At the outset of the Kraken project I believe it is fundamental to have a good understanding of the required architecture even if the exact business requirements are still forming in my mind.

A minimum requirement of the system, regardless of the specific requirements, will be a duplex based messaging environment, that allows a web application to talk to a service layer via a messaging protocol and then receive pushed messages back from the service layer. The service layer will need to be scalable to meet demand and must be able to persist data in some format. Failures to hardware should not lead to service outages and data retrieval and persistence must be fast and scalable so that data bottlenecks do not occur.
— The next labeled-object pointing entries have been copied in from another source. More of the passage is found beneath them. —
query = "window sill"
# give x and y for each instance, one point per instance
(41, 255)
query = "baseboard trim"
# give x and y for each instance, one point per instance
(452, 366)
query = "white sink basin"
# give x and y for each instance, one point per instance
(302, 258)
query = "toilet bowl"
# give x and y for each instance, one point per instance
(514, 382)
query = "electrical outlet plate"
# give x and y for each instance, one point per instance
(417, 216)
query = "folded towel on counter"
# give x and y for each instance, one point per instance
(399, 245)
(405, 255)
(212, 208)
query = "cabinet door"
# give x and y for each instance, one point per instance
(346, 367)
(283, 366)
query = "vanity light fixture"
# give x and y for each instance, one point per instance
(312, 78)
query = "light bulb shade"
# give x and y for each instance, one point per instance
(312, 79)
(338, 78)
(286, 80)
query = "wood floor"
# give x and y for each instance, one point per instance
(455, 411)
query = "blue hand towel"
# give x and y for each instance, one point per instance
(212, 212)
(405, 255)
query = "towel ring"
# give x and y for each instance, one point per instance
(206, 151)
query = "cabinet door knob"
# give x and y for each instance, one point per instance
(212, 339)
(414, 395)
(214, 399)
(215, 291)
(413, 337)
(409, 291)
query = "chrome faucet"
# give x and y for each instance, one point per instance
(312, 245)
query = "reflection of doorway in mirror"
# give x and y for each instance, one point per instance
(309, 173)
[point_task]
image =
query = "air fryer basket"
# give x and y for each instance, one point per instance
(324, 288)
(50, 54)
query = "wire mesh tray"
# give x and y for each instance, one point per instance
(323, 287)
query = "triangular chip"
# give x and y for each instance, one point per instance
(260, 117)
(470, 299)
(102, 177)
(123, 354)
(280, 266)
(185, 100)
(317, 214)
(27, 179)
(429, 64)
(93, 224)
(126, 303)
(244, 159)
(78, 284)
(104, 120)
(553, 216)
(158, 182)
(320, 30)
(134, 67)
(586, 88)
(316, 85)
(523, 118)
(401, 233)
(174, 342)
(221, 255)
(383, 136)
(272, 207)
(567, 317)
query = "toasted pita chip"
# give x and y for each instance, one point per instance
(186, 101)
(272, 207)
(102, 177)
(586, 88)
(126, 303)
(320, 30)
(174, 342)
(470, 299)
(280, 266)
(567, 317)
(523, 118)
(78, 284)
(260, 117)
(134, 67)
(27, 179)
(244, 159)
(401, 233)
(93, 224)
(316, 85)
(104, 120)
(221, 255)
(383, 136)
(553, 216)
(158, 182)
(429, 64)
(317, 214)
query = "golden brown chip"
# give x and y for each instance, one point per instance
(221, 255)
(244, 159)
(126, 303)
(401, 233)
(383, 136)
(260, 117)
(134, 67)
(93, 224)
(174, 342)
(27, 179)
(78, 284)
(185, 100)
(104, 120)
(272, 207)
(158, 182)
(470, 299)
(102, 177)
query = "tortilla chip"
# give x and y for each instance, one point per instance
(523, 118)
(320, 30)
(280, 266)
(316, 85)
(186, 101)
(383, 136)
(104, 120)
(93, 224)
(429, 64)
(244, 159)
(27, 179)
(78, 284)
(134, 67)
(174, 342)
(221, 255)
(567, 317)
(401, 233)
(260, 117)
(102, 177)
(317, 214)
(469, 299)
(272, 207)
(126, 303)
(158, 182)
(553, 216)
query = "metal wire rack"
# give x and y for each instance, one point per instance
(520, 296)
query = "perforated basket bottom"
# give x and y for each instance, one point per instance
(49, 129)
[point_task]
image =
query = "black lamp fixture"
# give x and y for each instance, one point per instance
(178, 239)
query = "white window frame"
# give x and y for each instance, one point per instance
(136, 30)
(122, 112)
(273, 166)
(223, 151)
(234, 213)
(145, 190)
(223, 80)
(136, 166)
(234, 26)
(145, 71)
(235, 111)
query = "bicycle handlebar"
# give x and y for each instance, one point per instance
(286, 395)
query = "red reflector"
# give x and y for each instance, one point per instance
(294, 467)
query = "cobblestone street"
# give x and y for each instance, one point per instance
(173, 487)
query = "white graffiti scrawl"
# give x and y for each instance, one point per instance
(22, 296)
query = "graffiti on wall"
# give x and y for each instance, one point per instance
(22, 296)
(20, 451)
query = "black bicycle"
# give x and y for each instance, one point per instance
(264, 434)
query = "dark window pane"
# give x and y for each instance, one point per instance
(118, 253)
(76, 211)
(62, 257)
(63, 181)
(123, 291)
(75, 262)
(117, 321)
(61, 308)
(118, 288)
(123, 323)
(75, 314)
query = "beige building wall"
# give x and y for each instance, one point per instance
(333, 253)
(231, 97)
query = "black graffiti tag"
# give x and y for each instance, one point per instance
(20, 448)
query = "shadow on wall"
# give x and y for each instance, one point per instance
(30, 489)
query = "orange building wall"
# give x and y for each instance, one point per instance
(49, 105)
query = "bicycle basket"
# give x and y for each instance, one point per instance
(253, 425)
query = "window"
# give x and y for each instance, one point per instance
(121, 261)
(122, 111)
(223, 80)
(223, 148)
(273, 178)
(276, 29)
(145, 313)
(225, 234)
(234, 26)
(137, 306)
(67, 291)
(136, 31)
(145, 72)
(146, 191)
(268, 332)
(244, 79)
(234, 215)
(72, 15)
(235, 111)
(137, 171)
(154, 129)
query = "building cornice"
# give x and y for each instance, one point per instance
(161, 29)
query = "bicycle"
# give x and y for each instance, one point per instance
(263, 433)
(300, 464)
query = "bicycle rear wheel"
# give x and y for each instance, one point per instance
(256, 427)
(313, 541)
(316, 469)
My main aims of a system architecture can be simply stated as SCALABILITY, AVAILABILITY /  RESILIENCE and PERFORMANCE.

Scalability

I need to be confident that the hardware supporting Kraken Office can be scaled to cope with an increased demand for the service. Scalability in this sense relates to horizontal scalability, i.e. the addition of extra hardware units to increase capacity to an existing system without needing changes to underlying code.

In my experience scalability is best achieved by creating stateless, disconnected software components that talk to each other via a message broker or enterprise service bus (ESB). This removes the requirement for systems to have direct communication with each other. It is this direct communication between system components which often limits the ability to simply add more hardware as required. Message based systems (either simple brokers or ESBs) take care of communication delivery and enable additional publishers and subscribers to be quickly and easily added to a system. This means that multiple servers running the same software can easily be configured and injected into a system to provide the ability to cater for more demand.

An example of an Enterprise Service Bus

Enterprise services buses are higher level entities than pure message brokers and generally have features such as routing, security, reporting, queue interfaces, data transformations etc.. ESBs are commonly used by service orientated systems and are common in SOA world. Message brokers are lower level and enable raw messages to be broadcast from publishers to subscribers.

I have yet to make a decisions on the exact messaging implementation to be used by Kraken Office (this will be covered in a later post) but I will be using some messaging implementation to disconnect the different components of the system. The chosen communication system will need to be scalable across multiple nodes to provide support for flexible levels of demand and therefore also increase resilience.

In effect, the ability to easily drop in more nodes to an existing system with simple configuration is the key to scalability. If designed correctly a system under strain can be improved by simply installing the necessary software components onto a new hardware server which is then added to the system in the correct location via configuration.

Availability / Resilience

Distributed, disconnected systems also offer the benefits of resilience as a by-product of scalability. The ability to add multiple nodes running the same services to a system means that the failure of one of the nodes will not result in a total loss of service. If a system is designed to be scalable then a service layer will generally consist of two or more hardware servers. If one of these fails then the ability of the system to cope with excessive demand for its services may be reduced but the system will not automatically fail and lead to a total loss of service. If enough servers are used to ensure an adequate service level from a particular software component even under the heaviest of usage then the failure of one of the servers should not lead to an obvious degredation in system performance.

The goals of scalability ultimately lead to the removal of any one point of failure in a system. This ensures that all elements of a system can be scaled across multiple nodes, thus removing the possibility of one server failure bringing a system to it’s knees.

High availability is becoming increasingly important in software systems as more business processes and elements of our personal lives are reliant on computer systems. As a result, users no longer tolerate lack of availability and availability and resilience should be key aims in any system architecture.

As long as I successfully design the Kraken Office to be scalable with no single points of failure in the system I believe availability will follow closely behind.

Performance Bottlenecks

We all want lightning fast websites these days. Users have more and more choice when selecting which web applications to use and are unwilling to accept  any waiting time when using websites. Website performance is therefore a very important consideration and I am going to design Kraken Office for optimal performance from the outset.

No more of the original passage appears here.